= Bruce Winn =

Bruce M. Winn (1959-2012) was an American ceramic artist.

Winn grew up in Connecticut. At the age of six he saw a pottery demonstration and knew that was what he wanted to do. He received his BFA at the Artisanry, Boston University in 1983 studying with Richard Hirsh and Christopher Gustin. In 1988, Winn received his MFA at Cranbrook Academy of Art, studying with Graham Marks. His work can be found in collections at the Museum of Fine Arts, Boston, the Stockholm Royal Palace, and the Newark Museum, to name a few. He has participated in many shows at various places including the Garth Clark Gallery, NYC; Truro Center for the Arts, Truro, Massachusetts; Nancy Margolis Gallery, NYC; The Clark Gallery, Lincoln, Massachusetts, and the Newark Museum, Newark, New Jersey.
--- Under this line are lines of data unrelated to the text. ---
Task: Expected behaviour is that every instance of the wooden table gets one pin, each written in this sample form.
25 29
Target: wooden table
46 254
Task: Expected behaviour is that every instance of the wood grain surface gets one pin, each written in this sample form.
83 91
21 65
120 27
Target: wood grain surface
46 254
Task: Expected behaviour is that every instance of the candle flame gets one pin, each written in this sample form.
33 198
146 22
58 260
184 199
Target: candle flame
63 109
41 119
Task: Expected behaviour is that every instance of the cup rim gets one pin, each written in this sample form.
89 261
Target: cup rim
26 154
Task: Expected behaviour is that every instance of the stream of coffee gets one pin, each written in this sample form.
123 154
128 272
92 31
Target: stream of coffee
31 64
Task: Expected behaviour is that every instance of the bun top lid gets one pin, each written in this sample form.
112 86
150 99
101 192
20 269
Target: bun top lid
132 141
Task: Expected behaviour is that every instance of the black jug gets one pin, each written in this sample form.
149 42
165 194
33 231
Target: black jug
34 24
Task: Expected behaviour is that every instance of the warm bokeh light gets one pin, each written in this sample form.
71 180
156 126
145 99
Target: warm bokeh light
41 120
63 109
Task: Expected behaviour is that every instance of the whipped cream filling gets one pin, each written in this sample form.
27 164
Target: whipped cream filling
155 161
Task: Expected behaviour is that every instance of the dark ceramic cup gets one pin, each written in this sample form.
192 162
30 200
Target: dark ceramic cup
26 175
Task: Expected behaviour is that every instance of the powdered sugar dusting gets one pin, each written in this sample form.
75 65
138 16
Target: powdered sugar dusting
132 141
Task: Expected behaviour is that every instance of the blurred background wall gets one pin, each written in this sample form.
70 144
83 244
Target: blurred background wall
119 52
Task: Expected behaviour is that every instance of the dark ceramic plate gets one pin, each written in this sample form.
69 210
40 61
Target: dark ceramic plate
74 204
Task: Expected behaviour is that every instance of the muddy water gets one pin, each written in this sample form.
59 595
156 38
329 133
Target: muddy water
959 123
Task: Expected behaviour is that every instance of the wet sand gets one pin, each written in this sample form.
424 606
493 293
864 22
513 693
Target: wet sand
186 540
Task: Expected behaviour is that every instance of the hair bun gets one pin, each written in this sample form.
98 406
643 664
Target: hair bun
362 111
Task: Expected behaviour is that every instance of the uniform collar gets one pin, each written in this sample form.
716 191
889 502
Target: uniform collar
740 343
The work Mr. Winn produced had a relationship to the Japanese, and eighteenth century France and nineteenth century Britain. He builds the surface through very ordered pattern; line and repetition are very prevalent in his work.

From 1997 to 2012, he co-owned Roseberry-Winn Pottery and Tile LLC with Michael Roseberry, a design and production studio in Tiverton, Rhode Island. Today, Roseberry-Winn pieces can be found in collections including L.L.Bean, Seasons Catalog, Garnet Hill Catalog, Barney's, the Museum of Fine Arts, Boston, and the Cleveland Museum of Art.

Winn died from metastatic cancer on January 17, 2012, in Tiverton, RI.